Encore une superbe expression animalière, mais cette fois-ci la littérature n’a rien à voir là-dedans, plutôt la céramique. Dite comme cela, sans avoir les références utiles à sa compréhension, impossible de discerner où cette locution veut en venir ; pourtant, vous allez voir que l’image qu’elle représente est très parlante. Même le choix de la bête n’est pas anodin.
Un brin désuète à notre époque, s’observer en chiens de faïence signifie se dévisager, se méfier d’un autre, et réciproquement, éprouver une forte animosité pour autrui, mais en silence. Une sorte de guéguerre froide qui n’appelle, heureusement, guère à conséquence.
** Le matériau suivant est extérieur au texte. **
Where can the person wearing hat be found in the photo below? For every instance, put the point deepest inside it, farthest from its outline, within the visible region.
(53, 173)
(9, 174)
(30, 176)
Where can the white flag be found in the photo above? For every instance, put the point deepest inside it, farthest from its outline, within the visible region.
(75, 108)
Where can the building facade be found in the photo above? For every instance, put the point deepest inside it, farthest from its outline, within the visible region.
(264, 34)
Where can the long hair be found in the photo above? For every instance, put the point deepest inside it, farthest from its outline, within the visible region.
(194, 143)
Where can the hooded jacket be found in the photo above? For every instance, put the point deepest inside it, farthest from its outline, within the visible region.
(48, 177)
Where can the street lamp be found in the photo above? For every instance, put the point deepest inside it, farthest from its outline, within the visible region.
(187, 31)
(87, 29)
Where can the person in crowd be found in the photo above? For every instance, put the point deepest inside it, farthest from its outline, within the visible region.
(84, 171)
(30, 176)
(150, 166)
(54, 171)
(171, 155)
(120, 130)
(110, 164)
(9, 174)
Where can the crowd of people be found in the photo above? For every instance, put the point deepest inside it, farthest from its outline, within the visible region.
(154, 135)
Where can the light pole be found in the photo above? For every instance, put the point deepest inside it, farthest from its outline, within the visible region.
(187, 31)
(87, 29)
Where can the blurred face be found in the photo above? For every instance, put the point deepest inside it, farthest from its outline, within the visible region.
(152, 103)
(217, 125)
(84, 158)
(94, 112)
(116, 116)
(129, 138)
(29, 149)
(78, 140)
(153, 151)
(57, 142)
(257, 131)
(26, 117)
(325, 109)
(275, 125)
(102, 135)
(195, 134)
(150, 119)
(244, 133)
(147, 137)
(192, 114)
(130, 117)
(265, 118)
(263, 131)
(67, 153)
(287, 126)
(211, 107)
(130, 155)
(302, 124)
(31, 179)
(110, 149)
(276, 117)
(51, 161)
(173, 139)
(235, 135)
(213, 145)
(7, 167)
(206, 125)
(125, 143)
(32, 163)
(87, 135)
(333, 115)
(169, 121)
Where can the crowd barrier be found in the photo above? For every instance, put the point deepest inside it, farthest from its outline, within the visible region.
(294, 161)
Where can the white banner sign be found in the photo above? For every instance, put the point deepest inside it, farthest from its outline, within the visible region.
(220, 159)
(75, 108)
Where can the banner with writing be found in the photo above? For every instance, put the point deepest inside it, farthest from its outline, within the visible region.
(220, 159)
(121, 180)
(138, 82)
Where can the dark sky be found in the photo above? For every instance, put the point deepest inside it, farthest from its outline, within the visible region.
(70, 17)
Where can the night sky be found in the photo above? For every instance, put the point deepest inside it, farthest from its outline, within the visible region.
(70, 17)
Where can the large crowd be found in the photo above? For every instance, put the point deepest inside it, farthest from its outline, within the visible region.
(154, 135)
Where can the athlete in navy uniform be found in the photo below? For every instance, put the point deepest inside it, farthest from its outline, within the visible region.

Alors quel rapport avec les chiens qui eux, pour le coup, ont tendance à aboyer leurs désaccords de la plus bruyante des façons ? Et quel rapport avec la faïence, matière délicate et fragile ? Eh bien… tout, en fait. Fut un temps où il était courant de décorer sa cheminée de sculptures canines. Elles n’avaient pas nécessairement l’air menaçant, mais à force de se regarder dans le blanc des yeux sans jamais mot dire, une certaine tension les habitait malgré elles. On retrouvait aussi ces effigies comme presse-livres sur les étagères ou bibliothèques. La faïence est une technique de céramique italienne qui a pris son essor au cours du XVIe siècle. On peut imaginer que l’expression est née le siècle suivant, une fois ces poteries bien intégrées dans les domiciles français. Il faut dire qu’en ce temps-là, on se chauffait exclusivement au bois et tous les foyers disposaient de cheminées, il était donc tout à fait normal et banal de chercher à les décorer.
Aujourd’hui plus trop de cheminées dans nos villes, ni de chiens en céramique, pourtant nous gardons cette expression bien vivante. Peut-être devrions-nous, à l’avenir, mettre nos différends à plat et en bavarder comme des pies.